Democrats say the decline in refunds proves the TCJA did not benefit the middle class.
But that doesn’t tell the whole story.
Taxes for middle-income Americans fell on average in 2018, according to multiple analyses.
Financial experts also said the size of a refund is not indicative of the size of a person’s tax bill.
Prominent Democrats are blasting the GOP’s massive tax reform law over reports indicating the average Americans’ tax refund is slipping. But the fresh line of attack against the tax code overhaul isn’t telling the whole story.
The new argument comes after IRS data released on Friday showed the average tax refund in the first week of the 2019 tax filing season was down 8% from the year before, to $1,865. The total number of refunds also fell 24% from last year.
High-ranking Democrats jumped on the decline as proof the GOP tax law, called the Tax Cuts and Jobs Act (TCJA), was not a boon for the middle class like President Donald Trump and Republican leaders promised.
“The average tax refund is down about $170 compared to last year.

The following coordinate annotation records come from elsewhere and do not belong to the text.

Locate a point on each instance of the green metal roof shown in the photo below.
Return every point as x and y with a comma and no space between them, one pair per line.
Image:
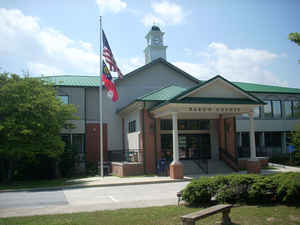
162,94
200,100
93,81
250,87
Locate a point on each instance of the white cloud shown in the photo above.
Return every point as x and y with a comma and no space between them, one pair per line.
150,19
164,13
131,64
245,65
114,6
42,50
38,68
170,12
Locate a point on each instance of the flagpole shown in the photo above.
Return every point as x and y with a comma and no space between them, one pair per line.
100,104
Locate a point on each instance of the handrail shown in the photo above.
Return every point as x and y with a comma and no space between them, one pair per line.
202,163
126,155
227,156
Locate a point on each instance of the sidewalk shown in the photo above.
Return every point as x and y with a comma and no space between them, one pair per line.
98,181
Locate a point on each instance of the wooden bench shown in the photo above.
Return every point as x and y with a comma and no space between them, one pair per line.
190,219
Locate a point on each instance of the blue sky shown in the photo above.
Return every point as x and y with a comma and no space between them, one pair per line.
240,40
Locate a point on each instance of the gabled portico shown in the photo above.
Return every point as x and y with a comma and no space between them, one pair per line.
215,100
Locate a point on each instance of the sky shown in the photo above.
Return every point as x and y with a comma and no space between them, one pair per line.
244,41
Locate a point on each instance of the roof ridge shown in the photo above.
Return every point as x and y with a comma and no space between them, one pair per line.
67,75
157,90
264,85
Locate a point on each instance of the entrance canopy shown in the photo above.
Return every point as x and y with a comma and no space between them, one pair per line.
211,99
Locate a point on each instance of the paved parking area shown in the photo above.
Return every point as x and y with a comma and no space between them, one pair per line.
88,199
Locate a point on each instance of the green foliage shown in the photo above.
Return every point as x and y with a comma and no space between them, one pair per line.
31,118
263,190
295,37
235,189
244,188
288,187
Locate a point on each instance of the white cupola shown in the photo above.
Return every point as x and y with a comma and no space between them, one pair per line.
155,48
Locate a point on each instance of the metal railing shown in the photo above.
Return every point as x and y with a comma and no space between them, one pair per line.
202,163
126,155
229,159
244,152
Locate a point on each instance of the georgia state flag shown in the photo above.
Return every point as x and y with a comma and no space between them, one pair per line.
109,84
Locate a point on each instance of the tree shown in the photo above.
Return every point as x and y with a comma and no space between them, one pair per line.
295,37
31,117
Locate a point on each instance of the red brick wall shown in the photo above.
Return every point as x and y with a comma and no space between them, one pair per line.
263,162
149,143
92,144
127,169
221,133
158,140
230,136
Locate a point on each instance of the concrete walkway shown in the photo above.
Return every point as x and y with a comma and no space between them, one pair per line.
98,181
106,181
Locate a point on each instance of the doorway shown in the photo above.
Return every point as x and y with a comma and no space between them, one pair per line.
191,146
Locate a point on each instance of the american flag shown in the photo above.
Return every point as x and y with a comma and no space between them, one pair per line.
109,58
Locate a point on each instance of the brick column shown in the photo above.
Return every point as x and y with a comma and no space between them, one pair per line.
253,165
176,167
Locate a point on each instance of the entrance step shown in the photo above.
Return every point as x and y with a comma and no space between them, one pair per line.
191,168
218,167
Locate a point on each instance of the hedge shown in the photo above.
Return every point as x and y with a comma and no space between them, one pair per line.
248,188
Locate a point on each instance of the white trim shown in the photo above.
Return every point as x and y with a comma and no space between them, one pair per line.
211,82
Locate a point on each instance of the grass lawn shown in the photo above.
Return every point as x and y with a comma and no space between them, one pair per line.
39,184
168,215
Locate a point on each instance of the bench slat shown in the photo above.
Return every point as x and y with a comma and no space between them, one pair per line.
205,212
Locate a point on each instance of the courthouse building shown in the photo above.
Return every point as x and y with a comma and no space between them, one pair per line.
167,115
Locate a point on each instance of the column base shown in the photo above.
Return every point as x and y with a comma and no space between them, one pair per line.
176,170
253,166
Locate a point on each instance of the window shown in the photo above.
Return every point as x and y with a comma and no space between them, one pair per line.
272,109
74,141
288,106
256,112
276,109
268,109
64,98
296,109
273,139
166,124
78,143
185,124
131,126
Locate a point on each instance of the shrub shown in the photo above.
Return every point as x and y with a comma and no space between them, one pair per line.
198,191
245,188
235,189
288,187
263,190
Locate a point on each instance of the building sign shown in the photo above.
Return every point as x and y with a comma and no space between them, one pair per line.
214,110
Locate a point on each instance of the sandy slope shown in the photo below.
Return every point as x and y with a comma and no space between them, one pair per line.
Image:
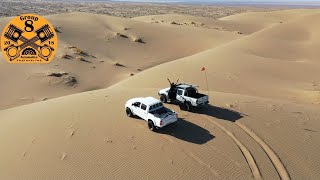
110,55
263,121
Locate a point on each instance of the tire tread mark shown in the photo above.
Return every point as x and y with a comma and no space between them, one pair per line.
246,153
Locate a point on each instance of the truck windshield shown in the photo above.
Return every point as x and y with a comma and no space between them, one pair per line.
155,107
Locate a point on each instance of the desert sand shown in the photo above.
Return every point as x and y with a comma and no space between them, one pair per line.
262,121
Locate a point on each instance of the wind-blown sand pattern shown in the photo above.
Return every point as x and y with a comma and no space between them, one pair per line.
66,120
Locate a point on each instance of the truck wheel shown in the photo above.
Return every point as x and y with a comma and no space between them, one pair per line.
129,113
151,126
163,98
188,106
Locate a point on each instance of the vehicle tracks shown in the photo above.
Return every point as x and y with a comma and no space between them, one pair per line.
284,175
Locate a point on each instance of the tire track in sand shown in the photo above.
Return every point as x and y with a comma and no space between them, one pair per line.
284,175
246,153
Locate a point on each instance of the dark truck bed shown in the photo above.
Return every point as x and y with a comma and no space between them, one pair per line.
197,95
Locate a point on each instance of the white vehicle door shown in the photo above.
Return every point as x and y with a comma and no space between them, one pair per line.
180,95
136,108
143,111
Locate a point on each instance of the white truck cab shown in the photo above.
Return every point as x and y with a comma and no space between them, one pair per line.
151,110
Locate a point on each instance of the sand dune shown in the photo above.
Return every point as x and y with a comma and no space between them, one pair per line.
262,122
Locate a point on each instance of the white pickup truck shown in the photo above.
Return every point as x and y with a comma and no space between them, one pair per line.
186,95
151,110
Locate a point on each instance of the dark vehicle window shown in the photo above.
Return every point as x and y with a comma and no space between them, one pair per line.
136,104
143,107
191,92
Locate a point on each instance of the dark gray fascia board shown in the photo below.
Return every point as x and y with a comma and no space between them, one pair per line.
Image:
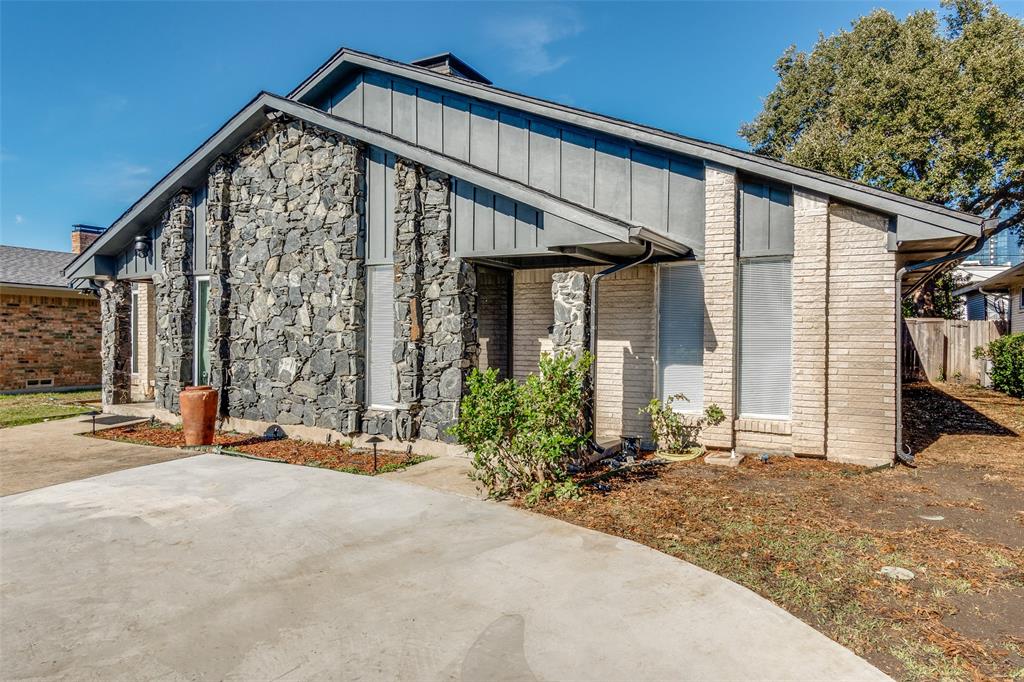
848,190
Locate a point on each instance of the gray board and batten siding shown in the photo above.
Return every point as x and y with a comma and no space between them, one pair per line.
614,176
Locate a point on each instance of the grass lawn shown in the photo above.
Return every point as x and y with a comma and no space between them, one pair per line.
811,537
31,408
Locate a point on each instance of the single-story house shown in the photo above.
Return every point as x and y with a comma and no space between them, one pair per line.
1007,285
49,334
336,260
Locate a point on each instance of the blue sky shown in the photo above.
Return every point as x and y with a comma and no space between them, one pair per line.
98,100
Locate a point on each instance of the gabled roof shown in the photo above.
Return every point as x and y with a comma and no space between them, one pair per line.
192,173
920,221
34,267
345,60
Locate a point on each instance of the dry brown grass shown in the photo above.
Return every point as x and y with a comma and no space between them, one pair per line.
811,537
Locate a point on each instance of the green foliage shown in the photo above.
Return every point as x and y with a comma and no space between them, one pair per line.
523,434
932,112
676,432
1007,354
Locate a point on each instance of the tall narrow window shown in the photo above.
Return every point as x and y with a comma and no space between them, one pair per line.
765,338
680,335
134,329
380,335
202,350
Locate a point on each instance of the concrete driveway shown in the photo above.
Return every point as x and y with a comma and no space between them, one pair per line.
50,453
214,567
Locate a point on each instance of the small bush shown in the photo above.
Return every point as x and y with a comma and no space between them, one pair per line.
522,435
676,432
1007,354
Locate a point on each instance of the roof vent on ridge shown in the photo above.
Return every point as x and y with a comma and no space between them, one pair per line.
450,65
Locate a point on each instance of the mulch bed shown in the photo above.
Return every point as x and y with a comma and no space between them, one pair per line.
811,536
339,457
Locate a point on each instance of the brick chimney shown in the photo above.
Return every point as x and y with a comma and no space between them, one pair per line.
83,236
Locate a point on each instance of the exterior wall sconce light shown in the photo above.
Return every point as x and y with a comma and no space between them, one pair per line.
142,246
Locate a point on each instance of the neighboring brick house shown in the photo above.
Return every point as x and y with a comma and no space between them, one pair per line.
49,333
337,260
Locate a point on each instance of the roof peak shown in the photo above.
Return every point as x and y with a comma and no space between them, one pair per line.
449,65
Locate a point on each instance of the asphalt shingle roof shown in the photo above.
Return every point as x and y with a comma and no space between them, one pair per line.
33,266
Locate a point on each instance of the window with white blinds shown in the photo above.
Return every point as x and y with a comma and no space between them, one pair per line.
765,338
380,334
680,335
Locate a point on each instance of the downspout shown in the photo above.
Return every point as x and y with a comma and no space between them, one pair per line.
594,282
903,453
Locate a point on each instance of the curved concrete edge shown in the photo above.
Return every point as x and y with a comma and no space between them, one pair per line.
217,566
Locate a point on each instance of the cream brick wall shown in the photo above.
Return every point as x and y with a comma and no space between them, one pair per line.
861,414
720,298
626,343
810,273
626,351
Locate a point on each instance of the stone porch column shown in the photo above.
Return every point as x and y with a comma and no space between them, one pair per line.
174,303
115,315
451,345
720,299
408,352
810,327
570,333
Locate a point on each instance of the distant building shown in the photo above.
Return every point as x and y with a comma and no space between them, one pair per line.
49,333
1003,249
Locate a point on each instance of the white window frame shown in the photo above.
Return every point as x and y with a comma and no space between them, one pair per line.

Let’s call the President’s tax cut what it is: a middle-class tax hike to line the pockets of already wealthy corporations and the 1%,” Sen. Kamal Harris, who recently announced a run for the 2020 Democratic nomination, tweeted Monday.
House Speaker Nancy Pelosi also cited a slew of stories from news outlets that reported the slide in refund size as a way to criticize the TCJA.
“Once again, American families are feeling the reality behind the empty promises of the GOP Tax Scam,” Pelosi said in a release.
But while the decline of refunds is drawing the ire of many Americans, the line of attack by the Democrats is missing some key context.
The most glaring error is Harris’ claim that the lower refunds prove that middle class families are paying more in taxes, or received a “hike.” According to most tax experts, a sizeable majority of American households making $100,000 or less are getting a tax decrease this year.
According to the conservative-leaning Tax Foundation, 80% of all households received a tax bill cut in 2018. Those in the middle quintile of income earners saw an increase to their after-tax income of 1.6% on average for the year.
Similarly, the nonpartisan Tax Policy Center estimated the middle quintile of earners would also see a 1.6% after-tax income increase and an average tax cut of $930 per tax unit.
This isn’t to say every single household in the middle class received a tax cut.
According to the TPC, around 7.3% of tax units in the middle income quintile saw a tax increase due to the elimination of certain tax credits and deductions. But the think tanks also estimated that more than 91% of middle income taxpayers saw a cut.